As a biased reader, I can honestly say that I loved this book.  I loved it because I knew Robyn before this all began.  I knew her when she had frizzy hair that framed her entire head with a life of its own and it looked singular and gorgeous even when it was messy.  She’d come off the Chicago street lugging that weird awkward yellow bag that she’d detached from the back of her bike.  Her cheeks were always red from cycling, her eyes shone.  She has a booming, raspy, deep, dare-I-say, sexy voice.  The kind of voice I’ve always wanted because it is far more expressive than my tiny child-like soprano that gets tight and giggly at the most inopportune times.

She was a power house already.  She oozed confidence and made me feel inferior in my inability to crack out witty comments.  She seemed to know far more than me about pretty much everything.  And the day I got pulled aside from rehearsal to “have a talk” about how I wasn’t really improving (we were doing an improv spoof) I turned bright red and almost cried because I wanted to succeed at this thing that terrified me more than anything.  And she spoke to me with her deep action-taking voice while I shrunk into my chair.

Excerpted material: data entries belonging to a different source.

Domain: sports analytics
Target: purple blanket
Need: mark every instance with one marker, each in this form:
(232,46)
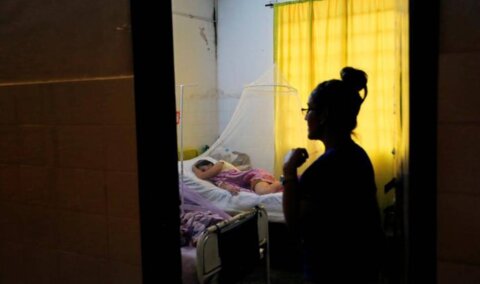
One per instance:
(197,215)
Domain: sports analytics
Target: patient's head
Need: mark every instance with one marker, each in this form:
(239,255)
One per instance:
(203,165)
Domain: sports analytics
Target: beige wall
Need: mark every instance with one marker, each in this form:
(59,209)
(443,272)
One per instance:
(458,143)
(195,55)
(68,179)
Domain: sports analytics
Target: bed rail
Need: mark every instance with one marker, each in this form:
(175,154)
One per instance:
(229,250)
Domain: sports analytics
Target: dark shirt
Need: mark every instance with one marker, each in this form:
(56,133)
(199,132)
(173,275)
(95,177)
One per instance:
(341,230)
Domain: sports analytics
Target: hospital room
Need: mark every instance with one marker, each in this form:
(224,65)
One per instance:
(232,141)
(244,70)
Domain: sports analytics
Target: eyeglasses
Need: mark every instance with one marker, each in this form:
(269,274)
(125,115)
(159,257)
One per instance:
(305,111)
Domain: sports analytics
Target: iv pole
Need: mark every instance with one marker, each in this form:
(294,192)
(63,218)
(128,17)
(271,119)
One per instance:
(182,87)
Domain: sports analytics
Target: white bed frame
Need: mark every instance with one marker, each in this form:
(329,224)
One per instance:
(209,263)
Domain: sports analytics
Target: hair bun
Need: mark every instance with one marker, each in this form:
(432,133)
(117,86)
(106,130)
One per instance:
(356,78)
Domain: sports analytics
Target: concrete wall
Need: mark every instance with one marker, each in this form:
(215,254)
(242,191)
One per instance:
(68,169)
(458,140)
(245,50)
(196,63)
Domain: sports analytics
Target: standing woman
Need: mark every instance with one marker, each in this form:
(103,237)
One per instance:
(333,205)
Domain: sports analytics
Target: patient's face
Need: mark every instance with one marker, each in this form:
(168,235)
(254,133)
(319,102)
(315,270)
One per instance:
(205,167)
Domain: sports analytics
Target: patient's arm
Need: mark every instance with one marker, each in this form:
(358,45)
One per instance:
(211,172)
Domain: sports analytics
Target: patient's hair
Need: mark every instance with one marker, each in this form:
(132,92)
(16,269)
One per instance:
(202,163)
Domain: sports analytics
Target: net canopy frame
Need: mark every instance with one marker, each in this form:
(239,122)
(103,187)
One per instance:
(266,124)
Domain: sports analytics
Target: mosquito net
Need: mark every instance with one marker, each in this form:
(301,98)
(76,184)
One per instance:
(265,125)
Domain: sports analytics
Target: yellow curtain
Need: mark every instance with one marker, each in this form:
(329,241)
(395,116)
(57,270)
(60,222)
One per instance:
(315,39)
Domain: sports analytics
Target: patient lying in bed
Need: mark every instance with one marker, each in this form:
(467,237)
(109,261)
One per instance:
(234,180)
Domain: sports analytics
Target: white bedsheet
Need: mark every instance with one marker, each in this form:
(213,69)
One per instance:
(228,202)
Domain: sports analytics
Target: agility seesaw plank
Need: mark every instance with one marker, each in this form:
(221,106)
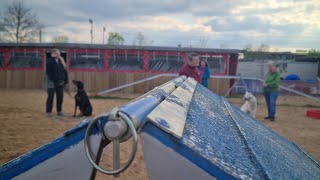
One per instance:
(171,114)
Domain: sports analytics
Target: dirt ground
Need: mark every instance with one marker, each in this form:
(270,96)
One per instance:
(24,126)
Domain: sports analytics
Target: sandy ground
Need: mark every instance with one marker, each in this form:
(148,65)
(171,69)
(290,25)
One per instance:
(24,126)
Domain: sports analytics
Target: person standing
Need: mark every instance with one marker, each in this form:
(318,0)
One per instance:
(191,68)
(57,80)
(204,72)
(271,90)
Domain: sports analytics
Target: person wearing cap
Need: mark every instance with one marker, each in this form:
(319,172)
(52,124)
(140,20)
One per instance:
(191,68)
(57,80)
(271,90)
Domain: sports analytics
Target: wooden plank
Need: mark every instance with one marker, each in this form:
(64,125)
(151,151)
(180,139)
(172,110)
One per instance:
(171,114)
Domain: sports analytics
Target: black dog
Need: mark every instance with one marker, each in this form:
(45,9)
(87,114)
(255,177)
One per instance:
(82,100)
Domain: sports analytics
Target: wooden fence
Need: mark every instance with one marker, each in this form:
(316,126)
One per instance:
(95,81)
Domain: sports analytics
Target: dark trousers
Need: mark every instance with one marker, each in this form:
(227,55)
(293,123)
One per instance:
(271,100)
(59,98)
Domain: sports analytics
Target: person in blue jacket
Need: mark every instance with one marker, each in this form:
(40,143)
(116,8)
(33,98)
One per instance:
(204,72)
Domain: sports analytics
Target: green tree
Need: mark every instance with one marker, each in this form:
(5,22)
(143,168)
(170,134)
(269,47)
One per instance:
(115,39)
(60,39)
(18,23)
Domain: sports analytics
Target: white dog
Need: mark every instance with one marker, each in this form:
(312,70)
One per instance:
(250,104)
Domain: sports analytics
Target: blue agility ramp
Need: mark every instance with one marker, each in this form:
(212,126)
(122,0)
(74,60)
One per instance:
(187,132)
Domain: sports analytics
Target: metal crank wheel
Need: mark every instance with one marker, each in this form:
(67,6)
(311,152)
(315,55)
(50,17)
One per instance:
(116,147)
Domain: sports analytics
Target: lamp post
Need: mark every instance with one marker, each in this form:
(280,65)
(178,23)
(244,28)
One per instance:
(104,30)
(91,31)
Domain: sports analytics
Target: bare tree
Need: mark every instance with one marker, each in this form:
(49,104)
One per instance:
(142,40)
(60,39)
(18,23)
(115,39)
(248,47)
(264,47)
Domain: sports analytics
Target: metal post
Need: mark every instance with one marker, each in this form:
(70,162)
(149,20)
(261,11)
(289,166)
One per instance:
(91,31)
(40,36)
(104,30)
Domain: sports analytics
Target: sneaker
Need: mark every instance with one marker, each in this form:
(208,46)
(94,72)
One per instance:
(60,114)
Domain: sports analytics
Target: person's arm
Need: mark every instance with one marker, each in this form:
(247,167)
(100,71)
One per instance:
(66,79)
(274,81)
(206,74)
(75,108)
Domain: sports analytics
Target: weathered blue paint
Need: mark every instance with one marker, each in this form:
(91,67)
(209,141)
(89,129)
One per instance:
(178,146)
(35,157)
(227,143)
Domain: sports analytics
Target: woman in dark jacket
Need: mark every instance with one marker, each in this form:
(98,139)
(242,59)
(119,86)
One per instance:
(204,72)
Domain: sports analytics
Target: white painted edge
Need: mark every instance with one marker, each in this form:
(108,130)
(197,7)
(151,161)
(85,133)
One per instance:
(171,117)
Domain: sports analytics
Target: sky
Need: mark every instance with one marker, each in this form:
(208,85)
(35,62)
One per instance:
(284,25)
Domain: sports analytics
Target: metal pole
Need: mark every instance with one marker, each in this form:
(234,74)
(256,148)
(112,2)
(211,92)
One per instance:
(40,36)
(91,31)
(104,30)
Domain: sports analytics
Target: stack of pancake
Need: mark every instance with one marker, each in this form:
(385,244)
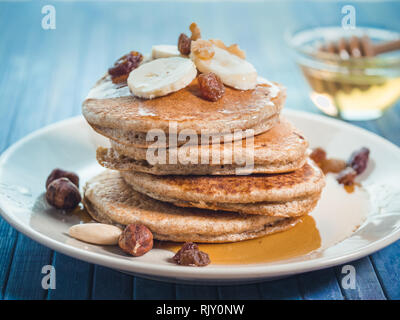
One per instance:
(197,201)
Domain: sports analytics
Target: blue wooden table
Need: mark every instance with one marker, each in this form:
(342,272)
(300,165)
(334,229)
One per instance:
(45,75)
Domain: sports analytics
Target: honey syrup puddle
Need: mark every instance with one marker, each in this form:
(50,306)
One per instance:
(337,215)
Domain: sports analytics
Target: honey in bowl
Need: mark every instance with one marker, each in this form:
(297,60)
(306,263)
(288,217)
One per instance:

I didn’t get fired.  But she did push me in unexpected ways, like making us run the entire 1 hour show (okay, maybe it wasn’t the whole show but it certainly felt like it) and told me I had to be in every single scene no matter what.  And still make sense.  Oh, and talk.

This improv show…she created it, and it’s the show that changed the course of my entire acting career.  I showed up to audition for a spoof of Lord of the Rings. I had some improv experience, enough to know I was pretty good at carrying a character but not so good a quick, witty comments.  I felt confident at the auditions; I’d done my research.  I assumed we’d be creating the script from improv in rehearsals and was ecstatic to get cast.  The only woman in a cast of men, most of whom had a helluvalot more improv experience than I.  We were, after all, in Chicago, the boarding school for modern improv.

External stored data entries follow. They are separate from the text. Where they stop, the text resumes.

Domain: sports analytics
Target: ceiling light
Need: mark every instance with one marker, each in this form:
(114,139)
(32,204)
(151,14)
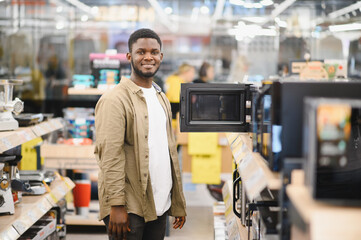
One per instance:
(257,5)
(237,2)
(204,10)
(266,2)
(345,10)
(84,18)
(168,10)
(345,27)
(248,5)
(94,10)
(255,19)
(59,25)
(58,9)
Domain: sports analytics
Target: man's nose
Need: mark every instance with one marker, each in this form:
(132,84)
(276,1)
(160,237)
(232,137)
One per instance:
(148,56)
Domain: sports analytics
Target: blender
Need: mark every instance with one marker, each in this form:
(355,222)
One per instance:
(9,106)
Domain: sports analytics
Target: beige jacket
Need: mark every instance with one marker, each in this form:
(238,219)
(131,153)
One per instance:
(121,123)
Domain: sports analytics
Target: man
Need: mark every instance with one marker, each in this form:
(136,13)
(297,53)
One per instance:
(139,177)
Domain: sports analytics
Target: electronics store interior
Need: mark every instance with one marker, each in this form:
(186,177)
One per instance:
(265,99)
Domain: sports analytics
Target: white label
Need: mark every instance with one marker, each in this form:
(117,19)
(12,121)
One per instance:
(20,226)
(7,143)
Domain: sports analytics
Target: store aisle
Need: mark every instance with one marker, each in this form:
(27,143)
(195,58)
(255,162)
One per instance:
(199,225)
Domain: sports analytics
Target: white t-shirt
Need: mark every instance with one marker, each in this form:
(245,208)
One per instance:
(159,159)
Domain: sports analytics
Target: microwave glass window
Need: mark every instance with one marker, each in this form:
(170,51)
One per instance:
(215,107)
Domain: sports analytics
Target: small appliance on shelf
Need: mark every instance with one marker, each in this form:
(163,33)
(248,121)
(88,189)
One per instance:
(9,106)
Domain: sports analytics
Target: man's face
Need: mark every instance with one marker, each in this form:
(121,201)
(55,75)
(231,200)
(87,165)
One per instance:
(145,57)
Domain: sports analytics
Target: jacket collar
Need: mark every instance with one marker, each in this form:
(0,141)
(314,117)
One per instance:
(135,88)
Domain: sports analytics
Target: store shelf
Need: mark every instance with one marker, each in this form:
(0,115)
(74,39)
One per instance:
(61,156)
(235,228)
(11,139)
(32,208)
(89,220)
(324,220)
(86,91)
(252,167)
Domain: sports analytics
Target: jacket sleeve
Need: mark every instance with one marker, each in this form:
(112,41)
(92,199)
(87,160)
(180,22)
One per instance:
(110,128)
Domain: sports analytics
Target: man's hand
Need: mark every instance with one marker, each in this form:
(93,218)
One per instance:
(118,223)
(179,222)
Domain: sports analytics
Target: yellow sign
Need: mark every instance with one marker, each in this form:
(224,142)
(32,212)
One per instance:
(207,168)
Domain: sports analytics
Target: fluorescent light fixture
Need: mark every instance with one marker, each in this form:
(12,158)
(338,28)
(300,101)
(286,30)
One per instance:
(282,7)
(266,2)
(168,10)
(345,10)
(204,10)
(81,6)
(251,31)
(94,10)
(59,25)
(84,18)
(58,9)
(255,19)
(257,5)
(345,27)
(237,2)
(281,23)
(248,5)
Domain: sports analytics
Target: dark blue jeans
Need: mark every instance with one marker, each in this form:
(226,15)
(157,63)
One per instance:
(140,230)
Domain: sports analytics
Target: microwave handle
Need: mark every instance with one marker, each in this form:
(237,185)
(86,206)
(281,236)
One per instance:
(236,195)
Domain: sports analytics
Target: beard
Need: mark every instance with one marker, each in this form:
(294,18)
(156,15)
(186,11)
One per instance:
(143,74)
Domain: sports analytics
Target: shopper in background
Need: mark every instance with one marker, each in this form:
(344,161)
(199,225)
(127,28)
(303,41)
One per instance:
(139,177)
(206,73)
(184,74)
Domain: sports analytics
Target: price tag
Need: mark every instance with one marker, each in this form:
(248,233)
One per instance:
(56,123)
(42,208)
(32,216)
(6,143)
(61,190)
(46,126)
(20,226)
(245,162)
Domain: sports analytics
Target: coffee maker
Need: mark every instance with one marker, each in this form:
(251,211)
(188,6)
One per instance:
(9,106)
(6,197)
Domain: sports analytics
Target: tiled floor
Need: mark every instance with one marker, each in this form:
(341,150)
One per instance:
(199,225)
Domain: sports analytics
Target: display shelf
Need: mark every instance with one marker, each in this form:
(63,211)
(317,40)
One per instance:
(91,219)
(61,156)
(324,220)
(32,208)
(235,228)
(11,139)
(252,166)
(86,91)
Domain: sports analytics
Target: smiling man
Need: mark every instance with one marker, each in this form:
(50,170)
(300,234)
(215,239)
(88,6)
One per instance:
(139,175)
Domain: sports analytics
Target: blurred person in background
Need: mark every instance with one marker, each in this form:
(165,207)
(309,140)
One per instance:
(184,74)
(206,73)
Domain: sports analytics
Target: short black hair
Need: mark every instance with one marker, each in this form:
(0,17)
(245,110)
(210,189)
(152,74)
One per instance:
(143,33)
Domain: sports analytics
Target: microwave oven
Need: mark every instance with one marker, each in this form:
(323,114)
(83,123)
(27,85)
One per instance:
(215,107)
(281,108)
(332,149)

And then I showed up and discovered that, actually, the entire show would be improv.  All the time.  Every night.  I think I froze and forgot to breath for an entire minute.

I don’t get nervous before I perform.  But opening night of this show, I thought I was going to puke backstage.

And here she is, smiling up at me from the center of a prominent display in Barnes ‘n Noble.  A women I have admired since I met her.

And then I got to read about her year.  And I understood with personal clarity the theatre life she described, the references to improv shows, her very tall and quiet husband, and her friend Scott.  I know Scott too.  And I learned things about her that I never knew since we were never really friends.  She, of course, had no reason to tell me these things.  So I read them in her book.  And came to realize that, yet again, here is a woman I found entirely intimidating who is, in fact, just as human as I.

She has her pains, her loves, her fears, her shames.  And, maybe, if I’d stepped back–or stepped in—or did something to recognize that she was just like me–maybe I could have been her friend.

This is significant for me because I’m currently very good friends with another beautiful woman who I met in college but was never brave enough to truly befriend until school ended.  She was just so smart; I felt stupid whenever I listened to her because I didn’t know what she was talking about and didn’t want to admit it by asking.  As we grew closer after college, I discovered that she, like Robyn, is just like me.  She has her insecurities, her ego, her shame, her loves, her hates.

As it turns out:

It is not for me to judge myself in the eyes of others.

Interestingly enough, this is pretty much what Robyn discovered during her social experiment.  If we spend all our time trying to live the life that others tell us, we’re too busy to be us.  And we’re too busy trying to predict what others think of us.  Our bodies, our brains, our successes, our failures.

I’d rather just be me.  Just like Robyn would rather just be herself.  Okay, well, let’s be honest, she got a book deal and national exposure.  This may have started out as a personal experiment, but it’s much bigger.  I wonder if anyone reading her book who doesn’t know any part of Robyn’s life will be as impacted.  I’ll foist it on my mom and see what she says.